Ketua Dewan Ekonomi Nasional (DEN), Luhut Binsar Pandjaitan, memberi sinyal positif di tengah kabar penurunan proyeksi pertumbuhan ekonomi Indonesia oleh Bank Pembangunan Asia (ADB). Dalam laporan terbarunya, ADB memangkas perkiraan pertumbuhan ekonomi RI tahun 2025 dari 5 persen menjadi 4,9 persen. Namun, Luhut menegaskan bahwa ini bukan alasan untuk pesimis.
“Ya, silakan saja mereka koreksi, tapi kalau saya lihat, dunia ini bergerak sangat dinamis. Jadi kita jangan buru-buru pesimis,” ujar Luhut saat ditemui di kantor DEN, Jakarta, Jumat (3/10/2025). Ia pun menambahkan, “Ini semua adalah hasil dari program makan bergizi (MBG) yang belum sepenuhnya terlihat dampaknya, tapi akan segera terasa.”
Selain itu, Luhut menyoroti peran dana yang digelontorkan oleh Menteri Keuangan, Purbaya Yudhi Sadewa, yang masih banyak mengendap di perbankan dan belum tersalurkan sepenuhnya. Menurutnya, kebijakan ini sebenarnya membuka peluang besar bagi investor untuk menanamkan modal di sektor-sektor strategis seperti listrik dan pangan.
“Uang di bank banyak, sehingga peminjaman menjadi lebih mudah. Tentu dengan tetap memperhatikan kehati-hatian. Kita harus optimis melihat ini sebagai golden opportunity buat bangsa dan investor muda Indonesia,” ujar Luhut. Ia menyebut dana Rp 200 triliun yang telah digelontorkan adalah modal besar yang bisa dimanfaatkan untuk mendorong ekonomi.
Meski begitu, DEN sendiri belum mengeluarkan proyeksi resmi pertumbuhan ekonomi nasional tahun ini, namun Luhut berjanji angka tersebut akan segera diumumkan.
Sementara itu, ADB juga menurunkan proyeksi pertumbuhan ekonomi Indonesia untuk tahun 2026 menjadi 5 persen, dari sebelumnya 5,1 persen. Angka ini tetap di bawah target yang dicanangkan dalam APBN 2025 sebesar 5,2 persen dan APBN 2026 sebesar 5,4 persen.
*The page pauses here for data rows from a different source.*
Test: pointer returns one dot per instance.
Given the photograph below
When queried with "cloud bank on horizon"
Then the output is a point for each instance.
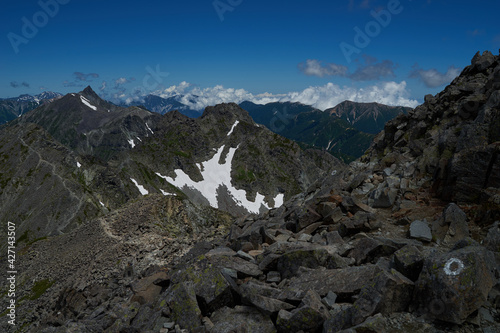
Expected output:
(320, 97)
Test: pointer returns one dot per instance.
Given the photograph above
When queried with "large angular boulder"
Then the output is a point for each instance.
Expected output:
(346, 281)
(453, 285)
(241, 319)
(389, 292)
(181, 299)
(308, 317)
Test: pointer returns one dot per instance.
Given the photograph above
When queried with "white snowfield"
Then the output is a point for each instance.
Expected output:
(140, 187)
(232, 128)
(216, 175)
(87, 102)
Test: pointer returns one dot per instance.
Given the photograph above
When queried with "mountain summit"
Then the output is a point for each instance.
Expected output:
(407, 238)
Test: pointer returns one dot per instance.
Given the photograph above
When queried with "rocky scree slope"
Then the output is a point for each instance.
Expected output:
(452, 140)
(367, 117)
(312, 127)
(225, 150)
(78, 157)
(373, 248)
(11, 108)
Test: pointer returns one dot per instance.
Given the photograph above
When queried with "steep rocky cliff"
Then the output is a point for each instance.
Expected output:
(407, 239)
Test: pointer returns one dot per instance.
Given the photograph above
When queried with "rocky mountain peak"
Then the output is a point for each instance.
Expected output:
(227, 111)
(452, 140)
(89, 93)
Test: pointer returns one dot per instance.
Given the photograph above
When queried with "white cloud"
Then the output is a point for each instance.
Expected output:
(198, 98)
(313, 67)
(321, 97)
(432, 78)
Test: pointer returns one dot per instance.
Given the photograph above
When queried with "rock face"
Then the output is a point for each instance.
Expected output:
(327, 260)
(453, 137)
(452, 286)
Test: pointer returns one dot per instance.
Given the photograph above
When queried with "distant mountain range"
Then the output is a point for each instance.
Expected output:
(11, 108)
(367, 117)
(345, 131)
(79, 156)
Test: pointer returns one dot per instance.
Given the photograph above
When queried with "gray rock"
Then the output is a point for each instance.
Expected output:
(454, 285)
(457, 220)
(273, 276)
(420, 230)
(492, 241)
(383, 197)
(340, 281)
(309, 317)
(263, 297)
(369, 249)
(182, 300)
(409, 261)
(245, 256)
(288, 264)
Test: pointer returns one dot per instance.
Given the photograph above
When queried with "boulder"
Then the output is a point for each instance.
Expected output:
(383, 197)
(492, 241)
(369, 250)
(263, 297)
(409, 261)
(389, 292)
(309, 317)
(288, 264)
(181, 299)
(241, 319)
(456, 219)
(453, 285)
(346, 281)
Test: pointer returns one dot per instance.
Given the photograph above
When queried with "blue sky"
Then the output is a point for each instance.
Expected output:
(241, 49)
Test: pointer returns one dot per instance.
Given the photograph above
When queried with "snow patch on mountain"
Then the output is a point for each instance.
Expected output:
(140, 187)
(215, 175)
(87, 102)
(232, 128)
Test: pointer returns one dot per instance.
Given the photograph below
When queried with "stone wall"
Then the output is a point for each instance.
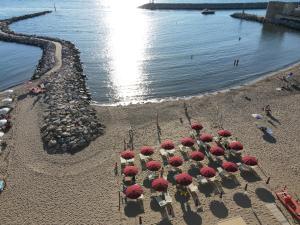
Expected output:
(69, 122)
(279, 8)
(201, 6)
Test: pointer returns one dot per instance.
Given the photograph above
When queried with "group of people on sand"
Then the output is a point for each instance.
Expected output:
(6, 105)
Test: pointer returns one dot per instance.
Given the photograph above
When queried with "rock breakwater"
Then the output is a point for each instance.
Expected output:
(280, 21)
(69, 122)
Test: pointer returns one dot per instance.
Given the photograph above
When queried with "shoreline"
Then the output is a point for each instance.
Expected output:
(82, 188)
(211, 93)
Dalam laporan terbarunya, ADB menjelaskan bahwa penurunan ini disebabkan oleh lemahnya permintaan global, meskipun permintaan domestik diprediksi tetap kuat.
Meski begitu, ADB tetap optimis bahwa ekonomi domestik Indonesia akan mampu menahan dampak eksternal yang makin berat. Stimulus fiskal dan pelonggaran moneter yang sedang berjalan diperkirakan akan terus menopang pertumbuhan ekonomi. Meski ekspor mungkin terdampak oleh melambatnya aktivitas global dan harga komoditas yang lebih rendah, perjanjian perdagangan baru dan reformasi struktural diperkirakan bakal memperkuat daya saing Indonesia dan menarik investasi.
“Risiko-risiko global dan potensi tertinggalnya reformasi masih ada, tapi ada komitmen kuat untuk membangun iklim perdagangan dan investasi yang lebih kokoh,” tulis laporan ADB.
Selain itu, perbaikan realisasi belanja pemerintah yang mulai pulih secara bertahap sejak awal tahun ini diperkirakan bakal memberikan stimulus yang lebih efektif dalam meredam tekanan global. Ditambah lagi, efek pelonggaran moneter yang mulai terasa akan semakin mendongkrak aktivitas ekonomi dan investasi.